Having a composition between Invoice and InvoiceDetails makes perfect sense. But I still think you should avoid the need of double personality for InvoiceDetails. I can think of two solutions (both refactorings):

  1. If you prefer having InvoiceDetails as @Embeddable you could change the associations of Class3 and Class4 to Invoice instead of InvoiceDetails. InvoiceDetails would still be traversable via the Invoice object.
  2. If you prefer keeping the associations as is you could declare InvoiceDetails to be an entity. You could still achieve your composition with a cascading delete (see javax.persistence.CascadeType). As it seems that InvoiceDetails already has it's own table, this probably is the better option.

I checked my JPA applications and haven't found any occurence of the same class being @Entity and @Embeddable. Honestly, I doubt if this is possible at all because the official javadoc of @Embeddable says:

Specifies a class whose instances are stored as an intrinsic part of an owning entity and share the identity of the entity.
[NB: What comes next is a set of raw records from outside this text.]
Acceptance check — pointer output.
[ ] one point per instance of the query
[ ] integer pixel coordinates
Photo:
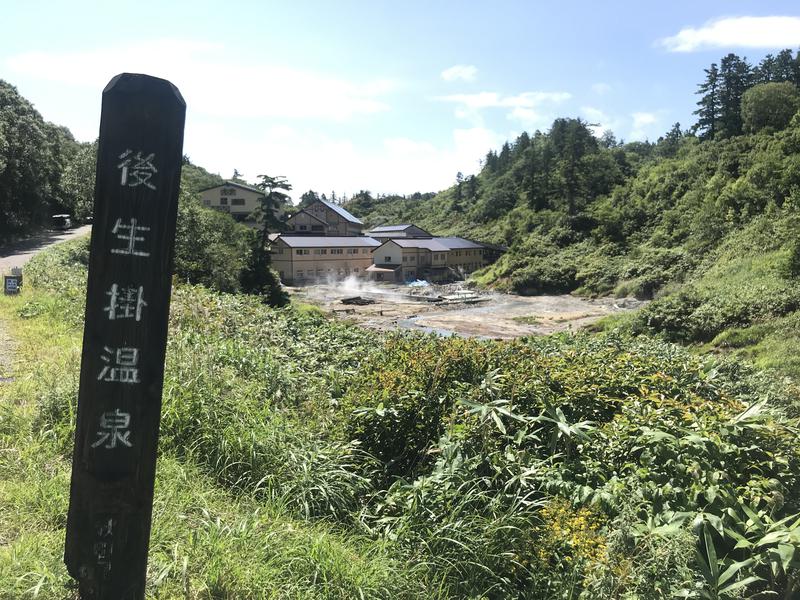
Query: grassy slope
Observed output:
(206, 543)
(707, 231)
(281, 432)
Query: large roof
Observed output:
(342, 212)
(249, 188)
(328, 241)
(436, 244)
(305, 212)
(456, 243)
(383, 228)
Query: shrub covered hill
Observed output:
(707, 221)
(302, 457)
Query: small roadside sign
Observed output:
(11, 284)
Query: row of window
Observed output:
(319, 251)
(321, 272)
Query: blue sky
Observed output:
(384, 96)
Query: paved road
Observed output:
(17, 254)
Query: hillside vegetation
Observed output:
(305, 458)
(706, 221)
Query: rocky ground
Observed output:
(475, 314)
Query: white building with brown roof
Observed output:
(387, 232)
(236, 199)
(309, 259)
(336, 220)
(433, 259)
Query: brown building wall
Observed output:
(305, 265)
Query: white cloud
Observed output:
(601, 88)
(737, 32)
(460, 73)
(600, 122)
(531, 109)
(313, 160)
(212, 85)
(643, 123)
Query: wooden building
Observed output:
(310, 259)
(434, 259)
(388, 232)
(240, 201)
(324, 218)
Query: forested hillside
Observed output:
(706, 219)
(302, 457)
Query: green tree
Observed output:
(736, 77)
(258, 277)
(210, 247)
(79, 179)
(709, 111)
(33, 155)
(769, 106)
(668, 145)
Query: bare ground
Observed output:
(485, 315)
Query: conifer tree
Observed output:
(709, 109)
(735, 77)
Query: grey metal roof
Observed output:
(456, 243)
(426, 243)
(305, 212)
(342, 212)
(391, 228)
(234, 184)
(327, 241)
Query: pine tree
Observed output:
(735, 77)
(709, 112)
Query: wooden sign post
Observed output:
(127, 309)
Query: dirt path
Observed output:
(17, 254)
(6, 354)
(495, 316)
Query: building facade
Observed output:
(389, 232)
(337, 221)
(240, 201)
(433, 259)
(309, 259)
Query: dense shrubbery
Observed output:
(533, 469)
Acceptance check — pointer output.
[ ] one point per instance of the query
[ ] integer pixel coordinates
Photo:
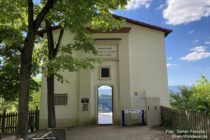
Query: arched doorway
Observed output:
(105, 104)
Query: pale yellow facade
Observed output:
(137, 67)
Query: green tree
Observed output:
(196, 99)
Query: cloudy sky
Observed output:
(188, 46)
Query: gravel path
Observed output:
(116, 133)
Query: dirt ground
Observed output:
(117, 133)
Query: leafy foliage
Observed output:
(11, 41)
(196, 99)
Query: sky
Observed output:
(188, 46)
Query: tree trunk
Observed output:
(50, 78)
(25, 73)
(50, 101)
(52, 52)
(26, 63)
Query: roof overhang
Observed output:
(121, 30)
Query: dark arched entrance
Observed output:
(105, 104)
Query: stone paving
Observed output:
(117, 133)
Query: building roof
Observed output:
(166, 31)
(122, 30)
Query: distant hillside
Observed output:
(174, 88)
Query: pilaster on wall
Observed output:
(84, 96)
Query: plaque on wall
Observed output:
(106, 51)
(84, 100)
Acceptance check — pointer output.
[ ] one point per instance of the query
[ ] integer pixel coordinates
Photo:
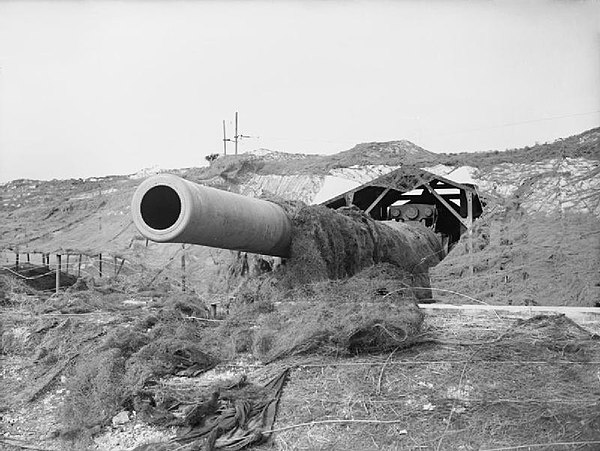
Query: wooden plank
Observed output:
(376, 201)
(445, 203)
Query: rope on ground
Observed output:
(337, 421)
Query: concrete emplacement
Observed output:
(169, 209)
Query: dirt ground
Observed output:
(484, 382)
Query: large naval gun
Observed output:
(169, 209)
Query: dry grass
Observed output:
(531, 387)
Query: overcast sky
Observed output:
(91, 88)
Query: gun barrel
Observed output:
(169, 209)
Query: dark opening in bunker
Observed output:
(160, 207)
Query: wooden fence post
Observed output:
(183, 272)
(58, 268)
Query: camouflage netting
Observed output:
(328, 244)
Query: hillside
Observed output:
(164, 347)
(545, 197)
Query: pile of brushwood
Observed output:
(350, 287)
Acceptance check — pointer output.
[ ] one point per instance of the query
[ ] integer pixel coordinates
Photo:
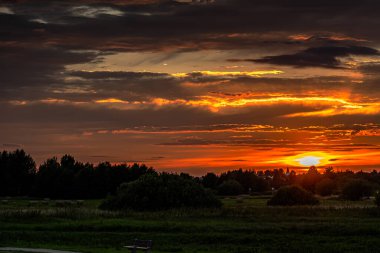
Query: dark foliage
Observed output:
(377, 198)
(230, 188)
(17, 171)
(161, 192)
(356, 189)
(292, 195)
(67, 178)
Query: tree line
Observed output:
(63, 179)
(67, 178)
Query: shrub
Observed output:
(230, 187)
(292, 195)
(325, 187)
(356, 189)
(160, 192)
(377, 198)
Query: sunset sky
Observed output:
(193, 86)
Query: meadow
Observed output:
(243, 224)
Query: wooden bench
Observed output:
(144, 245)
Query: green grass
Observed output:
(244, 224)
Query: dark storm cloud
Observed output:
(324, 57)
(27, 72)
(171, 25)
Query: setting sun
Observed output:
(310, 159)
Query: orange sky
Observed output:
(193, 87)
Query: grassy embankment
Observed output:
(244, 224)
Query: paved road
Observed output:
(35, 250)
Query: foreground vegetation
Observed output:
(181, 213)
(244, 224)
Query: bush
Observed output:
(325, 187)
(356, 189)
(292, 195)
(160, 192)
(377, 198)
(230, 187)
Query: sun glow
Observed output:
(310, 159)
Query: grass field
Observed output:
(244, 224)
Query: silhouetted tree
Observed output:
(17, 170)
(210, 180)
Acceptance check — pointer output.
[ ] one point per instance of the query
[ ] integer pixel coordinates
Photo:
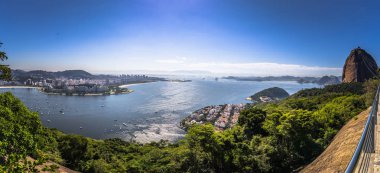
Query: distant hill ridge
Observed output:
(47, 74)
(325, 80)
(274, 93)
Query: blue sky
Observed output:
(246, 37)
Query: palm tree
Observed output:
(5, 71)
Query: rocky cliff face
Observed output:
(359, 66)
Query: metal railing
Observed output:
(361, 159)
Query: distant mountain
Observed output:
(325, 81)
(38, 74)
(359, 66)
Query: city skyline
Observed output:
(261, 38)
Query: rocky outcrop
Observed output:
(359, 67)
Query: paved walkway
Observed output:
(375, 163)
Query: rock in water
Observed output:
(359, 67)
As @Entity has it's own identity, you would try to declare the same object having two identities - and this can't work.

[/edit]


[edit2: adding code for solution proposal #2]

This code should work with some assumptions (see below). This is the implementation of bi-directional navigation for a 1:n-relationship.

@Entity
public class Invoice {
  @Id
  private long id;

  @OneToMany(mappedBy="invoice", cascade = CascadeType.ALL)
  private List<InvoiceDetail> details;
}

@Entity
public class InvoiceDetails {
  @Id
  private long id;

  @ManyToOne
  @JoinColumn(name="invoice_id")
  private Invoice invoice;
}

Assumptions: Tables are named like the entities, the foreign key column for invoice_details table is named "invoice_id" and both tables have a primary key column named "id". Note that the mappedBy-value "invoice" refers to the entity field while the name-value "invoice_id" refers to the database table. Be cautious when deleting an Invoice object whose InvoiceDetails still are referenced by your Class3 or Class4 instances - you have to release these references first.